Taylor said Swanson told him the slayings had been brewing inside his head since he was 13. Swanson said his original plan was to wait until he was 18 and kill his parents, because those were the first two people he wanted to kill, Taylor said.
“I have always been fascinated by death and violence, and it was something I wanted to do — murder, rape and cannibalism,” Taylor said Swanson told him.
Taylor testified that Swanson told the psychiatrist he had explained to his mother that killing someone was like tossing a bucket of water on someone just before they jump in a swimming pool because they were going to get wet anyway.
“From Mr. Swanson’s perspective, people are going to die anyway,” Taylor said. “What difference does it make whether they die when they’re 77, or if he shoots them.”
On Wednesday, Kathleen Swanson testified that in 2004 a psychiatrist told her that her son should be removed from society.
“Your son needs to be locked up, and there isn’t anything more I can help you with,” she said she was told. Her son was 11 at the time.
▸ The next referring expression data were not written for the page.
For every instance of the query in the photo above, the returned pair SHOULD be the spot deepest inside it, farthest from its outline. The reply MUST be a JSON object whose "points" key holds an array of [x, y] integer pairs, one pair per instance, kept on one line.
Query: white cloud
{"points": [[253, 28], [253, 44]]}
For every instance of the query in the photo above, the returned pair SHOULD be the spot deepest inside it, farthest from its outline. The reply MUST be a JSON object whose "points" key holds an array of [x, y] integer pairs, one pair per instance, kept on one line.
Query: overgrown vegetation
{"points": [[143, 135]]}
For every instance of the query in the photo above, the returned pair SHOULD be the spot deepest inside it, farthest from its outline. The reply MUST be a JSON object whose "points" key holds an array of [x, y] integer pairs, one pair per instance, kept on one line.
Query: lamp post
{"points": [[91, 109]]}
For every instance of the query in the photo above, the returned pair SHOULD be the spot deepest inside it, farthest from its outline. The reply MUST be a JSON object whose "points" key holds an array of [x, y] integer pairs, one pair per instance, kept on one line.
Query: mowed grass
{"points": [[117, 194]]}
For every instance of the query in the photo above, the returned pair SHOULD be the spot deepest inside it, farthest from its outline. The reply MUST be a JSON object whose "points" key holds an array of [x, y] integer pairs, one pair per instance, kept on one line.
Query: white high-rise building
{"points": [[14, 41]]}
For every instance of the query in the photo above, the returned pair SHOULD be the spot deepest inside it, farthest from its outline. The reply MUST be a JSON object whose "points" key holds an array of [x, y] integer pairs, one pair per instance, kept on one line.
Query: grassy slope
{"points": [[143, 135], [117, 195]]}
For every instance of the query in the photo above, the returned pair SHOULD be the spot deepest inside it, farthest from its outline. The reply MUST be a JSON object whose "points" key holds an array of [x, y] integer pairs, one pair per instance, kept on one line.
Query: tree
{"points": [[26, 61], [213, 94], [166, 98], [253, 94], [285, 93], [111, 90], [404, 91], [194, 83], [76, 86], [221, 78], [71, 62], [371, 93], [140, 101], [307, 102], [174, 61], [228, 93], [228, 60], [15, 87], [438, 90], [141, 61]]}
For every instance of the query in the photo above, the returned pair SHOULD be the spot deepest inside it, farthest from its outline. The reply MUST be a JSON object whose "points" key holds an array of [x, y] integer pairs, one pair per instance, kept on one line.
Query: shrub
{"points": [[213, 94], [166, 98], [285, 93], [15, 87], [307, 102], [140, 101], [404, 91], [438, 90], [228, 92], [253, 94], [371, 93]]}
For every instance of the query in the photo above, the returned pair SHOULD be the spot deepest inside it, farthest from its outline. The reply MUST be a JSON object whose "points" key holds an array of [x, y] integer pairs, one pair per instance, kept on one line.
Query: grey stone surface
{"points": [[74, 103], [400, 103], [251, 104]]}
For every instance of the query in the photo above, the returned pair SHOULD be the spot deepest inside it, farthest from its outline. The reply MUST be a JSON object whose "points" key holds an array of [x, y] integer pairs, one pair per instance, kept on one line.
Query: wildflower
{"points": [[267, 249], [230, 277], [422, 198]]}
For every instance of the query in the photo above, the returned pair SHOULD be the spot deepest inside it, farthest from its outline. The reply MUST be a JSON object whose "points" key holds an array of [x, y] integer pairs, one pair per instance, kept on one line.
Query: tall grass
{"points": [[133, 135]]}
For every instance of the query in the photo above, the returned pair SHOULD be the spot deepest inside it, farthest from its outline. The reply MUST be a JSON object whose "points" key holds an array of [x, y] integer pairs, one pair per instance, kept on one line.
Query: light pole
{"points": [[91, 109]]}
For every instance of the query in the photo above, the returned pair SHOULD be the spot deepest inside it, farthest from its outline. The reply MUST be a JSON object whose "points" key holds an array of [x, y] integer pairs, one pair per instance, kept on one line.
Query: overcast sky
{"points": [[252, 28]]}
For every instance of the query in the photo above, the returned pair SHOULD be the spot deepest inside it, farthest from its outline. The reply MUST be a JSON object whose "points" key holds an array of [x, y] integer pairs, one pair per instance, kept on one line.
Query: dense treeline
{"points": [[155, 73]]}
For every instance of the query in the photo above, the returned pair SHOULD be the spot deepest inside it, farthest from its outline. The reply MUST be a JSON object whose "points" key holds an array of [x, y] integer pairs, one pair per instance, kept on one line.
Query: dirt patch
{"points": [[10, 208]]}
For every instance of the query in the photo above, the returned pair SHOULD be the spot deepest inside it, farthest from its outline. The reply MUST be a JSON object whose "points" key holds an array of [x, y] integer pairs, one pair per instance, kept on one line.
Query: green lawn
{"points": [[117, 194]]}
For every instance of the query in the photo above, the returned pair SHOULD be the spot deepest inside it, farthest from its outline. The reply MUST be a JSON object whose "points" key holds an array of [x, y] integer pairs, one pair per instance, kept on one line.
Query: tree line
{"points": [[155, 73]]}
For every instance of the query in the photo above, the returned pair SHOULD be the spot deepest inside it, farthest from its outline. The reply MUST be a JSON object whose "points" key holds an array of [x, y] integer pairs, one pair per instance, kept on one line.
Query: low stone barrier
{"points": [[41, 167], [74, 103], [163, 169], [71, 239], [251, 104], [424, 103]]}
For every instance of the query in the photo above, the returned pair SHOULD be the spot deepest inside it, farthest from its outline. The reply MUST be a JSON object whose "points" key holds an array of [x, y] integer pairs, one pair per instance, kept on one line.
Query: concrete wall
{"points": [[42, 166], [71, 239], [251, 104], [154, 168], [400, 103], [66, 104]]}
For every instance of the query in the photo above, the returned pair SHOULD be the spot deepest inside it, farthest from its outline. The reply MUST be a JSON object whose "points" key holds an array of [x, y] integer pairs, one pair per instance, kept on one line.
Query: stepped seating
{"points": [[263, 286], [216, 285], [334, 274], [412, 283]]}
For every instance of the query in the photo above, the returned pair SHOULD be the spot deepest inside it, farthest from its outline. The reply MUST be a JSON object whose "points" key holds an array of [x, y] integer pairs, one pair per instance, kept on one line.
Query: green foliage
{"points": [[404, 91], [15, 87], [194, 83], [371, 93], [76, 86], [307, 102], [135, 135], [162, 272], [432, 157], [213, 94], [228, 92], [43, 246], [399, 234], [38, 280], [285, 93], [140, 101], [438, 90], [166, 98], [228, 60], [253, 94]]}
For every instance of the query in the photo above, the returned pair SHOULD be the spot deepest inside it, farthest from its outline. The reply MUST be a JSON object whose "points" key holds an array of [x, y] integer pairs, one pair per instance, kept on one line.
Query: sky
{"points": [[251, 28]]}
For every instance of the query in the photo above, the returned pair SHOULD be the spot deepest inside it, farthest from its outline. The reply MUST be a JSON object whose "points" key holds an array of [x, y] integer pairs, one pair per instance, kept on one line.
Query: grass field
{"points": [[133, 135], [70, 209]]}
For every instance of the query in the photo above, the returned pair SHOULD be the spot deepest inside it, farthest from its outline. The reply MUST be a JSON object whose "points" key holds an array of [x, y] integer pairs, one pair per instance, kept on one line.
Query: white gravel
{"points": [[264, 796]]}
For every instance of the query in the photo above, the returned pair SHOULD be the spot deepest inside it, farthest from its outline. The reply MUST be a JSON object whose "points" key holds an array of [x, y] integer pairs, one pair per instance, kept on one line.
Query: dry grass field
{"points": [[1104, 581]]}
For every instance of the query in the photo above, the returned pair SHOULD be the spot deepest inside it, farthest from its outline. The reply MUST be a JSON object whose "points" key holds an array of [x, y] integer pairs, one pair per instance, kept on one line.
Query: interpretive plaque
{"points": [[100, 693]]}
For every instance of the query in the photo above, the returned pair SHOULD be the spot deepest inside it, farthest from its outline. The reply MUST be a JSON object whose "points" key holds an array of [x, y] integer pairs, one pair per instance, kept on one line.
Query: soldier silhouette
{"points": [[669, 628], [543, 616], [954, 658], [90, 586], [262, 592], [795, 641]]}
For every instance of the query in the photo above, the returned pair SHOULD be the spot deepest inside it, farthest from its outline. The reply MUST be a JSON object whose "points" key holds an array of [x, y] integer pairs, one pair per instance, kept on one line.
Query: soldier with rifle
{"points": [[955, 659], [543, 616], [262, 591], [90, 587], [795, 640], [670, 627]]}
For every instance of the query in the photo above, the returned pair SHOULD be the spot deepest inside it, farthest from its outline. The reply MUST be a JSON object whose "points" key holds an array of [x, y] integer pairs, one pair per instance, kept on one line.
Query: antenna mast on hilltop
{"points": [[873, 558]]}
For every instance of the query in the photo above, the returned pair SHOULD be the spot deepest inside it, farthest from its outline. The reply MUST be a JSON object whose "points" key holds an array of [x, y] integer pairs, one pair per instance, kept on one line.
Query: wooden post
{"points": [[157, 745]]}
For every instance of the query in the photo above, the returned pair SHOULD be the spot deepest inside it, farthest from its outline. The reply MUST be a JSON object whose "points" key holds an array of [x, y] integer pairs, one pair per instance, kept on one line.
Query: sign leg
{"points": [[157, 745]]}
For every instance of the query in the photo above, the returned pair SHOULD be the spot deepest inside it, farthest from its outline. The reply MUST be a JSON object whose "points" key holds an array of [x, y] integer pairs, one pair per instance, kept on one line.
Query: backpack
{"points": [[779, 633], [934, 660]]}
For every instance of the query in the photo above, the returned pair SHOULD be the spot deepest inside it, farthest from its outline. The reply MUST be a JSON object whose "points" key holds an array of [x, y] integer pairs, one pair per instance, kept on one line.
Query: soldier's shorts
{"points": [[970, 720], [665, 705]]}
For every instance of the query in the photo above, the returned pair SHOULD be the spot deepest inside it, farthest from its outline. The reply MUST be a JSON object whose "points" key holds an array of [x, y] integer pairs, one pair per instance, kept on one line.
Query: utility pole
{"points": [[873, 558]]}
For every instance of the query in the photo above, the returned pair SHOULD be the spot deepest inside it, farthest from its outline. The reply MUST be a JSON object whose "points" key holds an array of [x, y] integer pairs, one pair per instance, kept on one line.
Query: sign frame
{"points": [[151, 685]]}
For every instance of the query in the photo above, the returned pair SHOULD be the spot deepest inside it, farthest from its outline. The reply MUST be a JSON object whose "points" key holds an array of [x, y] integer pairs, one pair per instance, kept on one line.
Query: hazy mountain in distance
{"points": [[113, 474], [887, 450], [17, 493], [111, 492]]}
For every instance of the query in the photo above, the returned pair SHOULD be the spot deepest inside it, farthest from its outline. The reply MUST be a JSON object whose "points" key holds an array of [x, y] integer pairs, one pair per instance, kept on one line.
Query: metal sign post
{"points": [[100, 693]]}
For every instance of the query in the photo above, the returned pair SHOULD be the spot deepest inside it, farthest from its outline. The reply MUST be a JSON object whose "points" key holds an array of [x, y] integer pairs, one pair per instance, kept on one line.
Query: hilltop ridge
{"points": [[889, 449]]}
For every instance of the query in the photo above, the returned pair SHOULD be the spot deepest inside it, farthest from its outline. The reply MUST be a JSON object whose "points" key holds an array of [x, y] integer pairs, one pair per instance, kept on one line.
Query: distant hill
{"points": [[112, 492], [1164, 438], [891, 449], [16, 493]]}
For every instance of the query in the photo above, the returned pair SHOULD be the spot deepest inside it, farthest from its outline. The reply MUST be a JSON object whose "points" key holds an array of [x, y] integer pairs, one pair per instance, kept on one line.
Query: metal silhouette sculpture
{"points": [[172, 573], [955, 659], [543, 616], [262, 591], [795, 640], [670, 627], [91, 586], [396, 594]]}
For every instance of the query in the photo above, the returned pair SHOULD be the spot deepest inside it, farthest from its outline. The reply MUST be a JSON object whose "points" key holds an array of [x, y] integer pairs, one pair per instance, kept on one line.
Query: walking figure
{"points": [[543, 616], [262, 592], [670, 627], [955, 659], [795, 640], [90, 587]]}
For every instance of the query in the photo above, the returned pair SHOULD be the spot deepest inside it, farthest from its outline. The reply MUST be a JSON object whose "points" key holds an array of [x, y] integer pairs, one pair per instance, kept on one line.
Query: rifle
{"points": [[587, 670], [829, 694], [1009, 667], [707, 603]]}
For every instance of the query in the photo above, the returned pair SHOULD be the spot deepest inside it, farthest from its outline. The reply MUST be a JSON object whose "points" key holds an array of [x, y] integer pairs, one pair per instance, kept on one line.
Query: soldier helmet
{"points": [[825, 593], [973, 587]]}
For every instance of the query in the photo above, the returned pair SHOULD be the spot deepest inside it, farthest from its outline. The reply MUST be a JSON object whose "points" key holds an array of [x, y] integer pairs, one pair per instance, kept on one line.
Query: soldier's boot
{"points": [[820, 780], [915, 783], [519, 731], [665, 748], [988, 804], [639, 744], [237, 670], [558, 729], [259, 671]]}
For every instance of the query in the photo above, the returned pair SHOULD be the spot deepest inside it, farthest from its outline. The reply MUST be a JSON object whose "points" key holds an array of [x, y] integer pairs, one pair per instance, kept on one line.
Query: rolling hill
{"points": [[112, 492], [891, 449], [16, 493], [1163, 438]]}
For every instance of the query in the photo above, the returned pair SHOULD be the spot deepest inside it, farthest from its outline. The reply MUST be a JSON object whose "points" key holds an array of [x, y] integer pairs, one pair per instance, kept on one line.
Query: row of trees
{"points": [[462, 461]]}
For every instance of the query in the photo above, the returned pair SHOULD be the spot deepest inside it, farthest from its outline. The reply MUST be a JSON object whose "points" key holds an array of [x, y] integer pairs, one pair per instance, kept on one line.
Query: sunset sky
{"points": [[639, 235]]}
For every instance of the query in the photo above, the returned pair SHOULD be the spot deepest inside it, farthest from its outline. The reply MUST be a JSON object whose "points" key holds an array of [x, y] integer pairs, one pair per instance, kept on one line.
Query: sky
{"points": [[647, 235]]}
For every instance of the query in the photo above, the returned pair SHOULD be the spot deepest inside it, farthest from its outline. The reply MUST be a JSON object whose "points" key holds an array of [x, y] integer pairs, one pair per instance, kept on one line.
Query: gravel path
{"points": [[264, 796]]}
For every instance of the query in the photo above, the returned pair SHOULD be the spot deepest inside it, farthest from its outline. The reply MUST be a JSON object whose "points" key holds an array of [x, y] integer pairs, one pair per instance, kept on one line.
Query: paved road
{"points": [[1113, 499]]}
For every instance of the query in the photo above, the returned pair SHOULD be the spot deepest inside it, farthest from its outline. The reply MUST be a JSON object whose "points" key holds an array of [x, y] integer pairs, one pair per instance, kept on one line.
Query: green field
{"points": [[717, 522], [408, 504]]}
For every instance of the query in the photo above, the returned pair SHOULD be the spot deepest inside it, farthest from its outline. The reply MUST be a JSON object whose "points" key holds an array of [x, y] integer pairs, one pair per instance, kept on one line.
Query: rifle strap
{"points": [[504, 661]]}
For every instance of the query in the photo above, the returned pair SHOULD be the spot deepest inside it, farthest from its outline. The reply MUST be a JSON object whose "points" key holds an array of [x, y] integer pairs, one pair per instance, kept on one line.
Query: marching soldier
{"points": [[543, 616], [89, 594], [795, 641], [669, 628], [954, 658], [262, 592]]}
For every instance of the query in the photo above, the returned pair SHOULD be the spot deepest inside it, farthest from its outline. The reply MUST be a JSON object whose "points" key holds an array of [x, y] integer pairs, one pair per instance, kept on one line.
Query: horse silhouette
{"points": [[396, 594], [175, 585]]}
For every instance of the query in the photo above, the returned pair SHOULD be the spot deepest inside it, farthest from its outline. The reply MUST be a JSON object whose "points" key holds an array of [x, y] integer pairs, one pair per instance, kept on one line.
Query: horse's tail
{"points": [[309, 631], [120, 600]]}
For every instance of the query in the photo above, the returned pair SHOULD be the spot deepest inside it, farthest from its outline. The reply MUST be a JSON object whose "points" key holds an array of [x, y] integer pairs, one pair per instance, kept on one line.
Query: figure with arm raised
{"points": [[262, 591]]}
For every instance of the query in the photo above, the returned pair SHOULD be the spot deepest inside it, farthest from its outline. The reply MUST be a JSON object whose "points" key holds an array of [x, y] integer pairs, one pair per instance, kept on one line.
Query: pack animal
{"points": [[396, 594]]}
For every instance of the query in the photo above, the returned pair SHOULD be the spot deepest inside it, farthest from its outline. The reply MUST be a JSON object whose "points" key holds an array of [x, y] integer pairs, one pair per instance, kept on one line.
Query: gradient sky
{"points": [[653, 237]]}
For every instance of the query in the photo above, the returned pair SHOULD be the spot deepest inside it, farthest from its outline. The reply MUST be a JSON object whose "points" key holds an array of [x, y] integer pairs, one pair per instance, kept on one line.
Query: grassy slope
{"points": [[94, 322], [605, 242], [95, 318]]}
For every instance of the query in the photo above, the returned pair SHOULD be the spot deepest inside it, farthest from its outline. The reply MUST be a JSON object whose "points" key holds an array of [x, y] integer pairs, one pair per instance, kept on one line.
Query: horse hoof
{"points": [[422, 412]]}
Kathleen Swanson told jurors her son was a problematic infant and adult, recounting how day care providers wouldn’t care for him because of behavioral problems, how he’d hardly sleep, and how she’d sought professional help for her son.
In a statement released after the jury’s verdict, Swanson’s parents expressed their “sympathies and condolences for the families, extended families, friends, and communities that were affected by this horrible tragedy.”
“What happened on November 15th was truly devastating to all of the families involved,” Bob and Kathleen Swanson said in the statement. “As parents, nothing has prepared us for this type of a tragedy. We had previously sought assistance and tried to get help for our son Michael, whom we love and we are heartbroken by these events. We hope the trial will present the desperate realities some families face whose children suffer from mental illness.”
Swanson, who also was found guilty of first-degree robbery, smiled as the verdict was read.
He will be sentenced to life in prison without parole at a later date.